When people think about the power of hurricanes, they imagine strong winds and flying debris. Wind damage will always result from hurricanes, but Hurricane Sandy highlighted the growing threat of storm surge as sea levels rise.

While Sandy’s hurricane-force winds were not unusual, the storm delivered an unprecedented storm surge to parts of the Mid-Atlantic and Northeast U.S. In total, Sandy caused insured losses of nearly $20 billion in the U.S., 65 percent of which resulted from surge-driven coastal flooding.

Considering the hazard and severity of the event, we used Sandy as the first real opportunity to validate our hydrodynamic storm surge model, which we released in 2011 and embedded in the RMS U.S. Hurricane Model. We verified the model against more than 300 independent wind and flood observations, the Federal Emergency Management Agency’s (FEMA) 100-year flood zones, and the FEMA best surge inundation footprint for New York City. The model captured the extent and severity of Sandy’s coastal flooding exceptionally well.

We also conducted extensive analysis of claims data from Sandy, which involved reviewing nearly $3 billion in location-level claims and exposure data across seven lines of business, provided by several companies. The purpose of the study was to deepen our understanding of the impacts of flooding on coastal exposures, particularly for commercial and industrial structures.

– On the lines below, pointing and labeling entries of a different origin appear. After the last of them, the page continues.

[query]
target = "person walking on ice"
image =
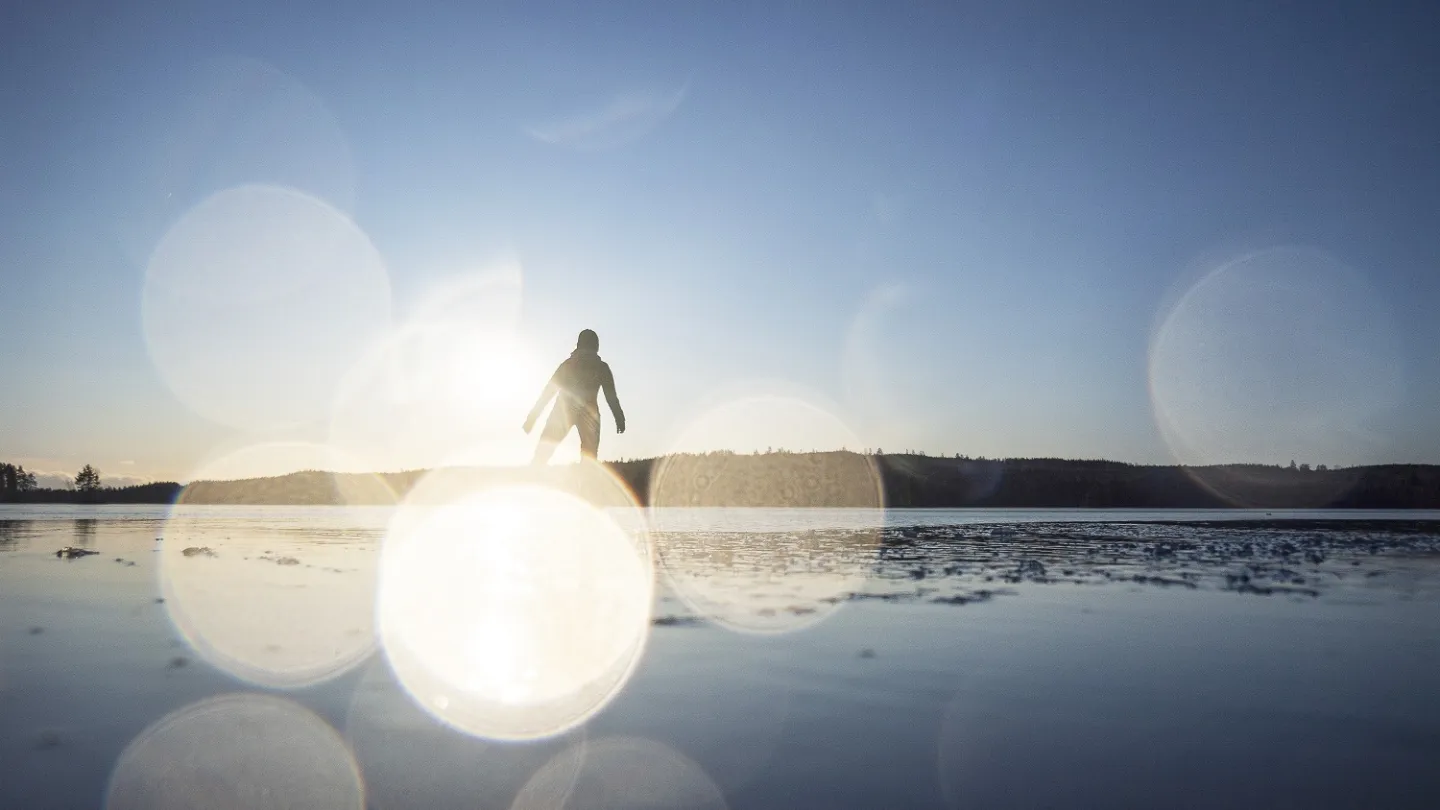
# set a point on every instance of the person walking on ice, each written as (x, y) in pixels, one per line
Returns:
(578, 381)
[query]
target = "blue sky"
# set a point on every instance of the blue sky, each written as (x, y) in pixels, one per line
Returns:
(1122, 229)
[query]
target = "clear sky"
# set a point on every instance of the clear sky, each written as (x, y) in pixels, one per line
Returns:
(1138, 231)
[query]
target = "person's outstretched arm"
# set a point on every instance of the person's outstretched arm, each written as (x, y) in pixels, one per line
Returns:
(550, 388)
(612, 399)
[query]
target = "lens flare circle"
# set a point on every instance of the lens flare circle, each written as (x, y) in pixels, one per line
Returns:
(511, 611)
(739, 570)
(239, 121)
(412, 760)
(272, 600)
(257, 301)
(619, 773)
(236, 751)
(1275, 355)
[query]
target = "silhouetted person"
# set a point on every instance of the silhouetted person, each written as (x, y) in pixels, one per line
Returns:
(578, 381)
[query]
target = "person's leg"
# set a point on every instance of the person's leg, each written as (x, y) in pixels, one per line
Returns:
(555, 431)
(589, 425)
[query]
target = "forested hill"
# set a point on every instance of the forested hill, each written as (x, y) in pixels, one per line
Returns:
(848, 479)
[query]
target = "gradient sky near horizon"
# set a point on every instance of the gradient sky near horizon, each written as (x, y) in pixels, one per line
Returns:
(1136, 231)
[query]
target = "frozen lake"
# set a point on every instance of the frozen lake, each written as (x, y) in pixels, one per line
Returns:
(346, 657)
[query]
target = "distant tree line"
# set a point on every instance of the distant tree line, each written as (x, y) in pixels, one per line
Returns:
(817, 479)
(19, 484)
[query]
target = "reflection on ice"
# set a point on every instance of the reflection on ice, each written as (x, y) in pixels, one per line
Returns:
(277, 606)
(619, 774)
(236, 751)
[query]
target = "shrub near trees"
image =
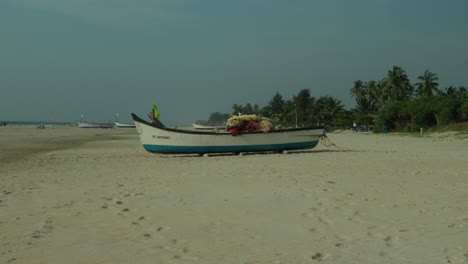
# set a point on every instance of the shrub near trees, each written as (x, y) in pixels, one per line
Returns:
(392, 102)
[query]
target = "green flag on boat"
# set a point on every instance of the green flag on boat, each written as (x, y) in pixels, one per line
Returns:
(156, 112)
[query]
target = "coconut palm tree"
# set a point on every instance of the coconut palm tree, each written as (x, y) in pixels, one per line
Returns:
(428, 83)
(397, 85)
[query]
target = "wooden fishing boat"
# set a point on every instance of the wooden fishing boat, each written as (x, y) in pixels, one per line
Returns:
(94, 125)
(158, 139)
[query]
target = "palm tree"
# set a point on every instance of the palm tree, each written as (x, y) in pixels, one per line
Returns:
(428, 83)
(327, 108)
(366, 95)
(397, 85)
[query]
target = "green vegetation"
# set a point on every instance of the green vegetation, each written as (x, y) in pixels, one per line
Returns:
(391, 102)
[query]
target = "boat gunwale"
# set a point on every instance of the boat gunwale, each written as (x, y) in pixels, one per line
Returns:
(175, 130)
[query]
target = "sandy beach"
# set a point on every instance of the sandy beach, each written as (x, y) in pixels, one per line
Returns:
(70, 195)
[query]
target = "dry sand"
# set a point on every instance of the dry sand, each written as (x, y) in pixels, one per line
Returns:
(70, 195)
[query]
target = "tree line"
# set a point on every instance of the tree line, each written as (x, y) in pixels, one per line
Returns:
(393, 102)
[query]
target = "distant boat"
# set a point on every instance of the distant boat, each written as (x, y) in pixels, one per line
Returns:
(207, 127)
(124, 125)
(158, 139)
(94, 125)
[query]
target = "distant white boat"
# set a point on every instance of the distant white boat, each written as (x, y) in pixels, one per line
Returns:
(124, 125)
(94, 125)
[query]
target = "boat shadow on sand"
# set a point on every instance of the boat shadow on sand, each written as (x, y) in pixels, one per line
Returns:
(292, 152)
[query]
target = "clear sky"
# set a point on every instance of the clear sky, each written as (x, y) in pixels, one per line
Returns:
(63, 58)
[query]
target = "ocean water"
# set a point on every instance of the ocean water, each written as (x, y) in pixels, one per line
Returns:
(35, 123)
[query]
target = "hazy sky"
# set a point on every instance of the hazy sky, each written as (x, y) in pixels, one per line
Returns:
(63, 58)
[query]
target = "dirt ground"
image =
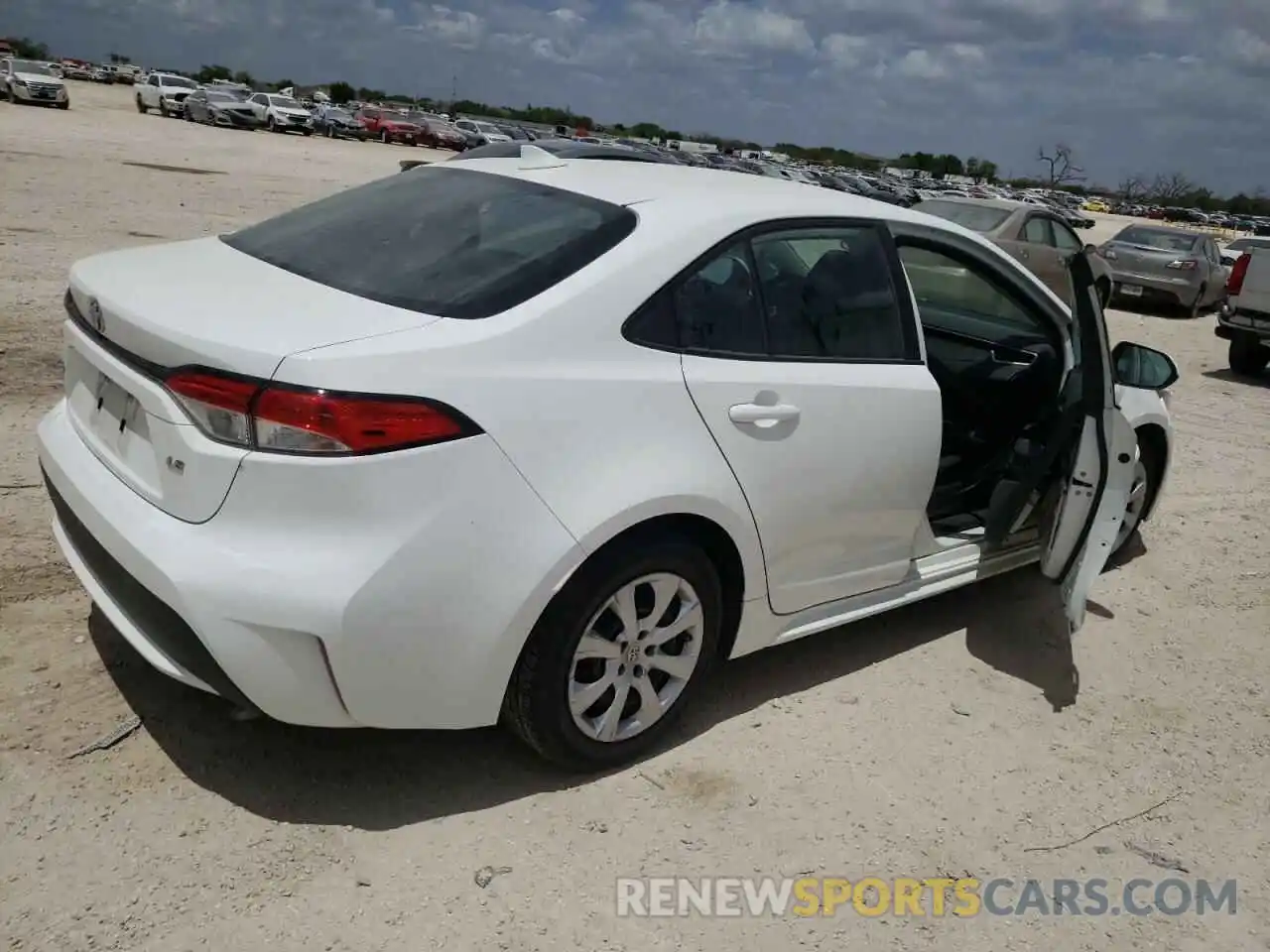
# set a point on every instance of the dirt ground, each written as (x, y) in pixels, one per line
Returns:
(943, 739)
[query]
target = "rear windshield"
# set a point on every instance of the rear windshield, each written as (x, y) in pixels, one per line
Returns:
(1164, 240)
(976, 217)
(444, 241)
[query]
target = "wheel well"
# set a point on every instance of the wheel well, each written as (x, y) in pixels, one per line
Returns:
(1155, 451)
(715, 542)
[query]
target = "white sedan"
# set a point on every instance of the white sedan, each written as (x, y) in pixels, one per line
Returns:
(612, 422)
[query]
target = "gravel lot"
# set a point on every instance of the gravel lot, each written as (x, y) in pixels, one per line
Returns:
(938, 740)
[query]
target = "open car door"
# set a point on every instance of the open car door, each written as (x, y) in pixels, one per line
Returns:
(1096, 444)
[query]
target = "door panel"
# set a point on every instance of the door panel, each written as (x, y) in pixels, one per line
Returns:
(837, 476)
(803, 362)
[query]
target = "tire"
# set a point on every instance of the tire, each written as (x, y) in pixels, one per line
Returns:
(1248, 357)
(538, 702)
(1146, 483)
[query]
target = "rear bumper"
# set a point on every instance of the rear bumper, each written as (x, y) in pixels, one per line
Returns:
(380, 592)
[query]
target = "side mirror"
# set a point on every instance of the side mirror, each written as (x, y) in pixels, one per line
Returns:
(1143, 367)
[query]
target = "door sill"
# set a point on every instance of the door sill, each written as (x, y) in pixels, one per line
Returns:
(960, 563)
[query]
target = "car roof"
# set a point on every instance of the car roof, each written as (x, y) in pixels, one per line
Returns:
(1008, 203)
(703, 193)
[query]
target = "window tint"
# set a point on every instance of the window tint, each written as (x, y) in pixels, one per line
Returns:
(1038, 231)
(1066, 239)
(444, 241)
(944, 286)
(828, 294)
(717, 307)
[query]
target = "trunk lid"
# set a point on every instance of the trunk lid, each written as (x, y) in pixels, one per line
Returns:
(141, 312)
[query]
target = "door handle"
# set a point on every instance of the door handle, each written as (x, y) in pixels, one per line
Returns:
(758, 413)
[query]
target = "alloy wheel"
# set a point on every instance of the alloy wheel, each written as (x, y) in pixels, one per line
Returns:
(636, 655)
(1139, 492)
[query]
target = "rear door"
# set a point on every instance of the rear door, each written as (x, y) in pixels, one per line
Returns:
(806, 366)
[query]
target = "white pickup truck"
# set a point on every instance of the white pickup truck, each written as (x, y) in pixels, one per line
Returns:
(1245, 321)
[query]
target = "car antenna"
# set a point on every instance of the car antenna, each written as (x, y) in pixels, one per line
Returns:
(538, 158)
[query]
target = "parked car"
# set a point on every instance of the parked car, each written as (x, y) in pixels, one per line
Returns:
(166, 93)
(389, 126)
(1173, 267)
(439, 134)
(1245, 321)
(485, 131)
(1034, 234)
(291, 476)
(280, 113)
(220, 108)
(334, 122)
(31, 81)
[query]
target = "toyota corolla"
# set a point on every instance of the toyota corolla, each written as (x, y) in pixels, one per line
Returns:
(540, 440)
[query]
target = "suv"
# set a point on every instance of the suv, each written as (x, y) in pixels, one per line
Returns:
(166, 93)
(1245, 320)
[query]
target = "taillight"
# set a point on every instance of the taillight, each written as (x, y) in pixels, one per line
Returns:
(1238, 272)
(284, 419)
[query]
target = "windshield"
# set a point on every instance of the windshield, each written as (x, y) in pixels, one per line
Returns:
(31, 66)
(441, 241)
(976, 217)
(1152, 238)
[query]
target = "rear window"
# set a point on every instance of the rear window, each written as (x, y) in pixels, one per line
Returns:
(975, 217)
(444, 241)
(1164, 240)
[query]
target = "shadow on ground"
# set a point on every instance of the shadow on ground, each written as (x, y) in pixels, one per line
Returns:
(384, 779)
(1227, 376)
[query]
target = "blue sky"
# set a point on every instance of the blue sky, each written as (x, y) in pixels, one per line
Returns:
(1132, 85)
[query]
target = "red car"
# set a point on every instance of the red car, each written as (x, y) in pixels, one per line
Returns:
(389, 127)
(439, 134)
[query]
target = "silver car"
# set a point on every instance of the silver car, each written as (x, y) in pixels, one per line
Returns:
(1037, 235)
(1174, 267)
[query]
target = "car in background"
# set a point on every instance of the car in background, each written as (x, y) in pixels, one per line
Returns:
(389, 126)
(485, 131)
(439, 134)
(281, 113)
(356, 391)
(1035, 235)
(217, 107)
(1245, 321)
(30, 81)
(1230, 252)
(166, 93)
(336, 122)
(1175, 268)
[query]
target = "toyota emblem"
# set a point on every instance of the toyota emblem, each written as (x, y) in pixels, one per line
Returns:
(94, 316)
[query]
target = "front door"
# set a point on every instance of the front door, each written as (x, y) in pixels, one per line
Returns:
(806, 366)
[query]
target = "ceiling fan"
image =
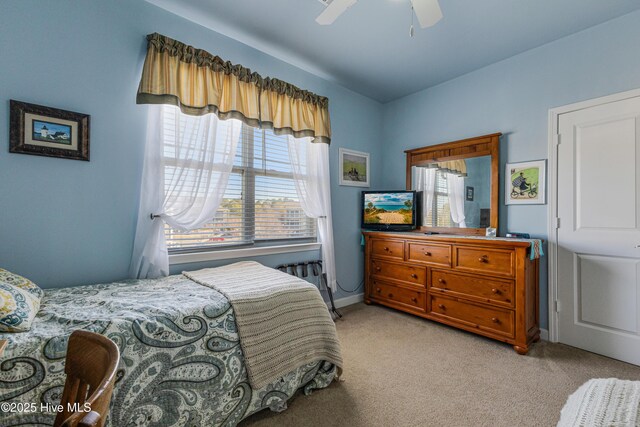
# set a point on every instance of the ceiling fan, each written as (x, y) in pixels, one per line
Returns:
(427, 11)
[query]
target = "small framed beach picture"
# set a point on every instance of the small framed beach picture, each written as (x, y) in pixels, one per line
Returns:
(470, 191)
(354, 168)
(46, 131)
(525, 183)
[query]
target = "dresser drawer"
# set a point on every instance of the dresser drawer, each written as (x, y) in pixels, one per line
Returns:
(490, 261)
(405, 273)
(429, 253)
(388, 292)
(494, 291)
(387, 248)
(490, 319)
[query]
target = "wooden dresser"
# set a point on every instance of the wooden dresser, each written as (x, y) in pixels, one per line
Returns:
(482, 285)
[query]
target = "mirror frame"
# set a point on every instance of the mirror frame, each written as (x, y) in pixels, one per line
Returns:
(486, 145)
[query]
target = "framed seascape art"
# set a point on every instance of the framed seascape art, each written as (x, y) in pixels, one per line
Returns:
(525, 183)
(354, 168)
(45, 131)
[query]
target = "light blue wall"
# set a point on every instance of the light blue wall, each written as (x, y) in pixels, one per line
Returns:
(66, 222)
(514, 97)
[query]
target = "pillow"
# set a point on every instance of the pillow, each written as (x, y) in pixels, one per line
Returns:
(17, 308)
(13, 279)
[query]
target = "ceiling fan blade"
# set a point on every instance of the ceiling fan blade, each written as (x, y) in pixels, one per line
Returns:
(427, 11)
(334, 10)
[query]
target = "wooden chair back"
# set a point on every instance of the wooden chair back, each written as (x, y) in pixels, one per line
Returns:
(91, 364)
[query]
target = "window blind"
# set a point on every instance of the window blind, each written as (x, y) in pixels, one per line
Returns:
(260, 203)
(440, 210)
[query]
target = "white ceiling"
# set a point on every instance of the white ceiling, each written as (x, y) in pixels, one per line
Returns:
(368, 49)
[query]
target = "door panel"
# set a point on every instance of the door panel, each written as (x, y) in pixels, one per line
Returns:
(606, 196)
(607, 292)
(598, 261)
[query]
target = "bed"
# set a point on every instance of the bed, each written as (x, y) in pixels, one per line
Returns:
(181, 361)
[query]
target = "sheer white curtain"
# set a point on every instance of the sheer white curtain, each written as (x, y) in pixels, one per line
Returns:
(310, 166)
(188, 160)
(455, 188)
(425, 181)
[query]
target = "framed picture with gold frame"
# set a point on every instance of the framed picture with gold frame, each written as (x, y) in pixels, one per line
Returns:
(45, 131)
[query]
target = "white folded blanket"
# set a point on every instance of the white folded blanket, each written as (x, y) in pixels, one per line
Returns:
(602, 402)
(282, 321)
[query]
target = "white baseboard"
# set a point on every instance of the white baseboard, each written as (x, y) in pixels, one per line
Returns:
(353, 299)
(544, 334)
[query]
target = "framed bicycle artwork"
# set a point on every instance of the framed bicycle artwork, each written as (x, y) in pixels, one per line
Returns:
(525, 183)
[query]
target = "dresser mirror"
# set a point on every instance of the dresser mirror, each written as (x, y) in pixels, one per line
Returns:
(459, 184)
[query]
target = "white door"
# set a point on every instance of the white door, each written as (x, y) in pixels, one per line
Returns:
(598, 280)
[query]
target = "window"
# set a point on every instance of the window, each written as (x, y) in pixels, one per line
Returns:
(440, 209)
(260, 204)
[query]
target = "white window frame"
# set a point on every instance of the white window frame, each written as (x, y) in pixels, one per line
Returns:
(256, 248)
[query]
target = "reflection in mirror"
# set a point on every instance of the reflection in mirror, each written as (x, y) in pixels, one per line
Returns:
(455, 193)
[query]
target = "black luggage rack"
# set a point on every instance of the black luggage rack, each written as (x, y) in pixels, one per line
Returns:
(316, 270)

What struck us was how vulnerable buildings are to below-ground flooding. In many cases, damage to ground- and basement-level property and contents contributed a much higher proportion of the overall losses than expected, particularly for commercial structures in New York’s central business districts.

This insight has prompted us to improve the flexibility of how losses are modeled for contents and business interruption, specifically for basements. Early next year, we will release an update to our flagship North Atlantic Hurricane Models to provide the most-up-to-date view of hurricane risk with new vulnerability modeling capabilities based on insights gained from Sandy.

The model update includes new location-specific content triggers to enable users to make business interruption loss projections dependent on either contents or building damage, rather than on building damage alone. The model also allows users to assess the impact of multiple basement levels in a building, as well as the total value of contents stored within.

The claims data analysis also highlighted the importance of using high-resolution data to model high-gradient perils, such as coastal flooding. Flood losses are extremely sensitive to the locations of coastal exposures, as well as the surrounding topographical and bathymetrical features. Using high quality data with location-level specificity across a variety of building characteristics, as well as a high-resolution storm surge model that can accurately capture the flow of water around complex coastlines and local terrain, minimizes uncertainty.

At this time, RMS remains the only catastrophe modeling firm to integrate a hydrodynamic, time-stepping storm surge model into its hurricane models to represent the complex interactions of wind and water throughout a hurricane’s life-cycle, and we continue to implement lessons learned from new storms.